At last, they made it into the Roebuck Inn, a low-beamed pub with a sign of a deer’s head hanging outside, and secured a table for two toward the rear of the pub. Robin couldn’t help but notice the coincidence: the wall behind Satchwell was dotted with horned animal heads, including a stuffed deer and bronze-colored models of an antelope and a ram. Even the menus had silhouettes of antlered stag heads upon them. Robin asked the waitress for a Diet Coke, all the while trying to repress thoughts of the horned signs of the zodiac.

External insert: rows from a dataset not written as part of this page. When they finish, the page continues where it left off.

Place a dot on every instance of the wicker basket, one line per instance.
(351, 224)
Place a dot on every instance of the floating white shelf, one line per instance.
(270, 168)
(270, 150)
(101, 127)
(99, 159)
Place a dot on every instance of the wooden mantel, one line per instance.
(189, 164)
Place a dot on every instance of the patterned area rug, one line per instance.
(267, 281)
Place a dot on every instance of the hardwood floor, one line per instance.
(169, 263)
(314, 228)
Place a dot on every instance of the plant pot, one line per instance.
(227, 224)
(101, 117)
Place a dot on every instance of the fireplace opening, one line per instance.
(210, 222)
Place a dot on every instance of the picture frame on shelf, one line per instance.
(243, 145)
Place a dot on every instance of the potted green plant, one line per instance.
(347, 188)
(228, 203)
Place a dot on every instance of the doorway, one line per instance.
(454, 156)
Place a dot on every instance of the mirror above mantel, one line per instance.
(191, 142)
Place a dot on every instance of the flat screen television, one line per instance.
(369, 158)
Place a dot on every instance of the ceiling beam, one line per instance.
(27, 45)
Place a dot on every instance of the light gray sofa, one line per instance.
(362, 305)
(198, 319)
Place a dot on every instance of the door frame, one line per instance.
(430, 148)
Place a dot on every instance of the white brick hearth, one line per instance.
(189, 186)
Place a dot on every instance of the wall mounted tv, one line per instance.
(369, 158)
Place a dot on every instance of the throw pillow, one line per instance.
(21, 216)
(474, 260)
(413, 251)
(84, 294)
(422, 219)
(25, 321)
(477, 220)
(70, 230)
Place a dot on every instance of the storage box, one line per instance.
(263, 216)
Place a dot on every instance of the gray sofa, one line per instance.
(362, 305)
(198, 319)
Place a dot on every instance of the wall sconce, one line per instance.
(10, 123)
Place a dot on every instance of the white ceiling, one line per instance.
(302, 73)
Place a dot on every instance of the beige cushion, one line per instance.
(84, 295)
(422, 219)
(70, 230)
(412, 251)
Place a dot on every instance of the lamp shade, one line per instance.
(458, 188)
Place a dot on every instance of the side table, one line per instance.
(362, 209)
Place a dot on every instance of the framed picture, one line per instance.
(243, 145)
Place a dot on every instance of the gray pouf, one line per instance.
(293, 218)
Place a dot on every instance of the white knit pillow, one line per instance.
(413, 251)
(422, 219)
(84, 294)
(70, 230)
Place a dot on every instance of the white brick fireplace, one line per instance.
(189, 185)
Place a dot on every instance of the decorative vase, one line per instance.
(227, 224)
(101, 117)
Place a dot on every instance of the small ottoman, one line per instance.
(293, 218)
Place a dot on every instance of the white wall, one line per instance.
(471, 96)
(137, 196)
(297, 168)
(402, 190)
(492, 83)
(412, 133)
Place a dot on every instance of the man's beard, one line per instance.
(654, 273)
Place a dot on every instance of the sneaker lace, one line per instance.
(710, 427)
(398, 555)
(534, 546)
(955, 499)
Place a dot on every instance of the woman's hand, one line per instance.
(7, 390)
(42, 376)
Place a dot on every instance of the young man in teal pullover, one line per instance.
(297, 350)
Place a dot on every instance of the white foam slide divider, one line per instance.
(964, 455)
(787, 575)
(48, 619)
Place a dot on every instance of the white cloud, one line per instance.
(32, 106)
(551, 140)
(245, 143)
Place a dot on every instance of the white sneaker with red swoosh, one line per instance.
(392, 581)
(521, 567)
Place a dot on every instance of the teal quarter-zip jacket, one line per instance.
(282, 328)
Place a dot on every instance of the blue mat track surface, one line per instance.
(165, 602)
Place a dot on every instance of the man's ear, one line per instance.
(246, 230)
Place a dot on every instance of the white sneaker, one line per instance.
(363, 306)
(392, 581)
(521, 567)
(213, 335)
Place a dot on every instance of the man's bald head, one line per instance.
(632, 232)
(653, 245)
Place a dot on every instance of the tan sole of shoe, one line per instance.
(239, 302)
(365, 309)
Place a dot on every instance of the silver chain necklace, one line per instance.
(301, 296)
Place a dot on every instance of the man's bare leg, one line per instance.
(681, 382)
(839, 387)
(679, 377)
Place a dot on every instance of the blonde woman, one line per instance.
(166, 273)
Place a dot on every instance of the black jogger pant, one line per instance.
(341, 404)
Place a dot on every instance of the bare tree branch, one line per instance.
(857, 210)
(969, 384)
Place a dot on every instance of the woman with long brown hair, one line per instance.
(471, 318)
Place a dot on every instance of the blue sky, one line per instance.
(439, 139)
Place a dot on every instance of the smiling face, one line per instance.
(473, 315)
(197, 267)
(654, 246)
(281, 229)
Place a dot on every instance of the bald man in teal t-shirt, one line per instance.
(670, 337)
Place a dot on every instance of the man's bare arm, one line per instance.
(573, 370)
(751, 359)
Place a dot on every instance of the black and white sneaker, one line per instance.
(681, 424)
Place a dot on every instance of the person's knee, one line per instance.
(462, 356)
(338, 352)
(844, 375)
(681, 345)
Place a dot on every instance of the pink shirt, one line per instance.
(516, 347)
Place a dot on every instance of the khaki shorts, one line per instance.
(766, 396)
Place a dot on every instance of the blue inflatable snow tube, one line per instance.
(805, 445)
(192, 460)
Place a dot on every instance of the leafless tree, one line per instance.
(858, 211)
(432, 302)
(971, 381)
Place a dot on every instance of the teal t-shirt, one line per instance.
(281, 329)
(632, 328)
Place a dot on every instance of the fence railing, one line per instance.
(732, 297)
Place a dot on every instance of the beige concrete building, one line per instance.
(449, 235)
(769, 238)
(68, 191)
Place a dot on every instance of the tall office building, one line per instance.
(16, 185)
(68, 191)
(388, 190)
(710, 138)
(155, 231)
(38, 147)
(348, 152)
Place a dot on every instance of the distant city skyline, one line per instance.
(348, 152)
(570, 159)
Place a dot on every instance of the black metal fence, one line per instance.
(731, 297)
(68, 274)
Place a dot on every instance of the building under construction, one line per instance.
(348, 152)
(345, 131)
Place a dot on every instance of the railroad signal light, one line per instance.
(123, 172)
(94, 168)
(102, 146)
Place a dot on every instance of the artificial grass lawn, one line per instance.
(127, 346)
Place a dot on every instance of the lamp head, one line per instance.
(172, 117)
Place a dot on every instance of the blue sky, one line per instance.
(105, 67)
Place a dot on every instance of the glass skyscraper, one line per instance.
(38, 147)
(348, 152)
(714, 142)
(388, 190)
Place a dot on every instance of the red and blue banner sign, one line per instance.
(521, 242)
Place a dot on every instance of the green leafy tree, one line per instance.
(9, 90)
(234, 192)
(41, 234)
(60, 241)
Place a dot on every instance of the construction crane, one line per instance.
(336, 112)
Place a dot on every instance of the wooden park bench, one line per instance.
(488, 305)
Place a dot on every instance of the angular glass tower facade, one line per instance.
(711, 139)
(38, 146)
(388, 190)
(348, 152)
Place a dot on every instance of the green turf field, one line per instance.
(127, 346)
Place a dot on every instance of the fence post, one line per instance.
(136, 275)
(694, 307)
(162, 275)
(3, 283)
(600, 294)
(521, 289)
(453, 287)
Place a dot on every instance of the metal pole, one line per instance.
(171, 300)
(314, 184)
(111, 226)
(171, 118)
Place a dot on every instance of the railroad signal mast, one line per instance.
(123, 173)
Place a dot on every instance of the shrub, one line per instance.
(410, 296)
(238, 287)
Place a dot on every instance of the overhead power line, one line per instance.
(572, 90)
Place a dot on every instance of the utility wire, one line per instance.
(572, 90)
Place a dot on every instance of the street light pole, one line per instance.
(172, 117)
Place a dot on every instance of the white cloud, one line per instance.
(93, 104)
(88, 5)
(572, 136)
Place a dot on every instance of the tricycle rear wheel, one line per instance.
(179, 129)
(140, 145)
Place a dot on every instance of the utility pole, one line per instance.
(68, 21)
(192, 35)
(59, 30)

“Would it be all right,” she asked, smiling, when the waitress had departed for the bar, “if I ask a few questions about Margot now?”
“Yeah, of course,” said Satchwell, with a smile that revealed his stained teeth again, but he immediately picked up the menu card and studied it.
“And d’you mind if I take notes?” Robin asked, pulling out her notebook.
“Go ahead,” he said, still smiling, watching her over the top of his menu with his uncovered eye, which followed her movements as she opened the book and clicked out the nib of her pen.
“So, I apologize if any of these questions—”
“Are you sure you don’t want a proper drink?” asked Satchwell, who had ordered a beer. “I ’ate drinking on me own.”
“Well, I’m driving, you see,” said Robin.
“You could stay over. Not with me, don’t worry,” he said quickly, with a grin that on a man so elderly, resembled a satyr’s leer, “I mean, go to an ’otel, file expenses. I s’pect you’re taking a good chunk of money from Margot’s family for this, are you?”
Robin merely smiled, and said,
“I need to get back to London. We’re quite busy. It would be really useful to get some background on Margot,” she continued. “How did you meet?”